From a lot of 6 items containing 2 defective items, a sample of 4 items are drawn at random. Let the random variable X denote the number of defective items in the sample. If the sample is drawn without replacement, find the Mean of X.

Answer 1

Hint: Find the probability of drawing x number of defective items in the sample. Since there are 2 defective items in the sample, x can vary from 0 to 2. This generates the probability mass function (or PMF) of the random variable X. Thus, if f(x) is the PMF of X, the mean or expectation of the random variable X is $\sum\limits_{\text{x = 0}}^{2}{\text{x}\cdot \text{f}\left( \text{x} \right)}$.
X is the number of defective items in the sample drawn of size 4 from the lot of 6 items containing 2 defective items. Thus, X takes the values x = 0, 1, 2.
Define, P(X = x) = Probability of drawing x defective items in the sample.
              = $\dfrac{\text{No}\text{. of cases where x defective items are drawn}}{\text{Total no of ways a sample can be drawn}}$

Complete step-by-step answer:
Since, 4 items are drawn out of 6 items in the lot, total number of ways in which a sample can be drawn${}_{}^6C_4^{}$
Now, as x defective items are drawn in a sample of size 4, no of non-defective items = (4 – x)
Therefore, number of cases where x defective items are drawn ${}_{}^2C_x^{} \times {}_{}^4C_{4 - x}^{}$
${\text{P}}\left( {{\text{X}} = {\text{x}}} \right) = \dfrac{{{}_{}^2{\text{C}}_{\text{x}}^{} \times {}_{}^4{\text{C}}_{4 - {\text{x}}}^{}}}{{{}_{}^6{\text{C}}_4^{}}},\;{\text{x}} = 0,1,2$
This is the probability mass function of X.
$\therefore $ Mean (or Expectation) of X
$\begin{align}
  &\mathop { = \sum }\limits_{x = 0}^2 x.P\left( {X = x} \right) \\
  &\mathop { = \sum }\limits_{x = 1}^2 x.P\left( {X = x} \right)\;\;\left( {0.P\left( {X = 0} \right) = 0} \right) \\
   &= 1.\left( {\dfrac{{{}_{}^2C_1^{} \times {}_{}^4C_3^{}}}{{{}_{}^6C_4^{}}}} \right) + 2.\left( {\dfrac{{{}_{}^2C_2^{} \times {}_{}^4C_2^{}}}{{{}_{}^6C_4^{}}}} \right) \\
   &= \dfrac{{1 \times 2 \times 4 + 2 \times 1 \times 6}}{{\dfrac{{6 \times 5}}{{2 \times 1}}}} \\
   &= \dfrac{{20}}{{15}} = \dfrac{4}{3} \\
\end{align} $
Thus, the mean of the random variable X is $\dfrac{4}{3}$.

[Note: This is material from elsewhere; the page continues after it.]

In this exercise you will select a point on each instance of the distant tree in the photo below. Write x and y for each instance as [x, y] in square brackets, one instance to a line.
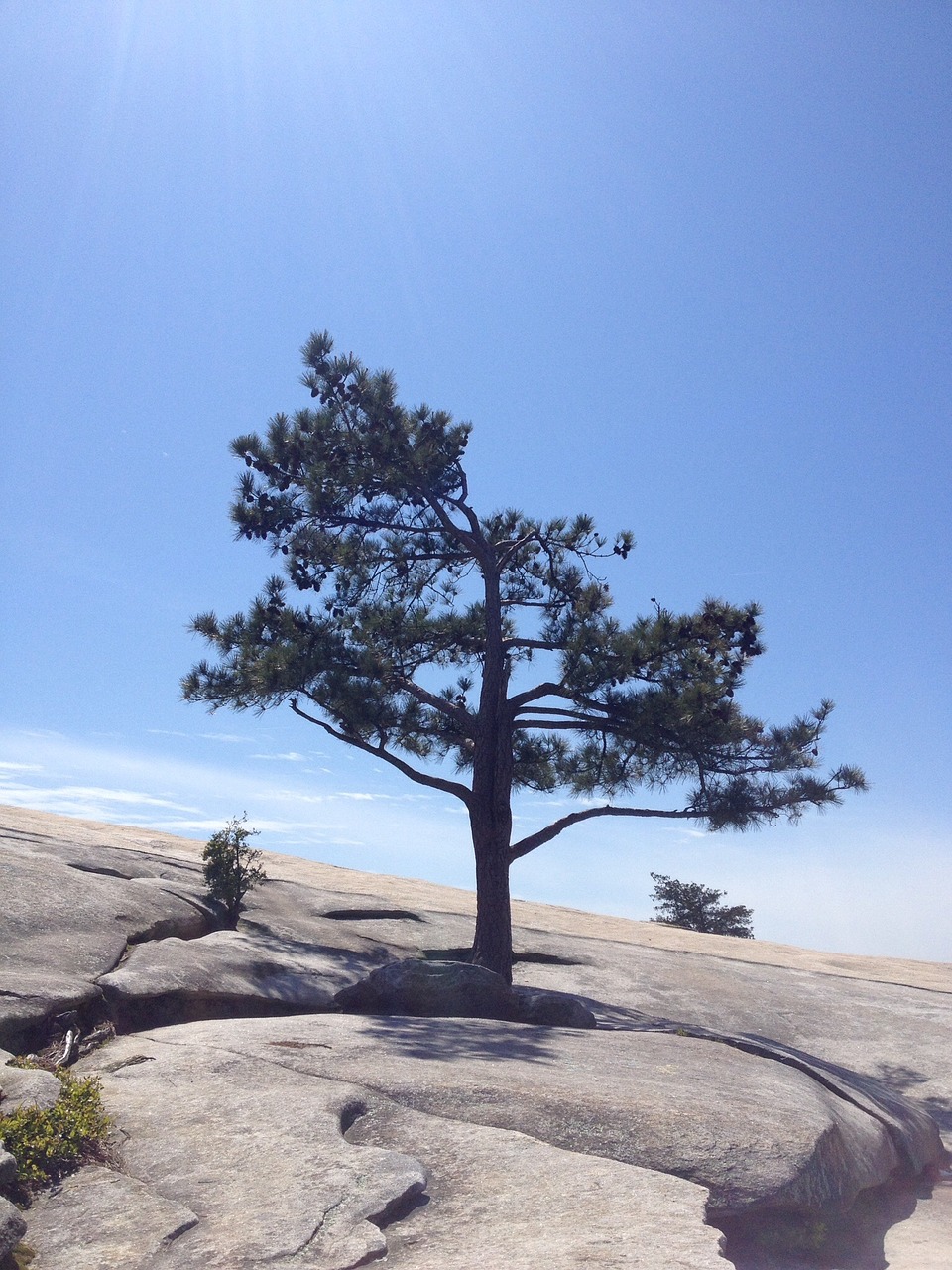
[697, 908]
[430, 619]
[231, 867]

Note: In this problem, from the PMF of the random variable X, it is clear that X follows a Hypergeometric distribution with parameters N = 6, n = 4 and p $=\text{ }\dfrac{2}{6}\text{ = }\dfrac{1}{3}$. The mean of a hypergeometric distribution with parameters N, n and p is np. Here also, $\text{np = 4 x }\dfrac{1}{3}\text{ = }\dfrac{4}{3}$. Thus, we can cross examine that our answer is correct.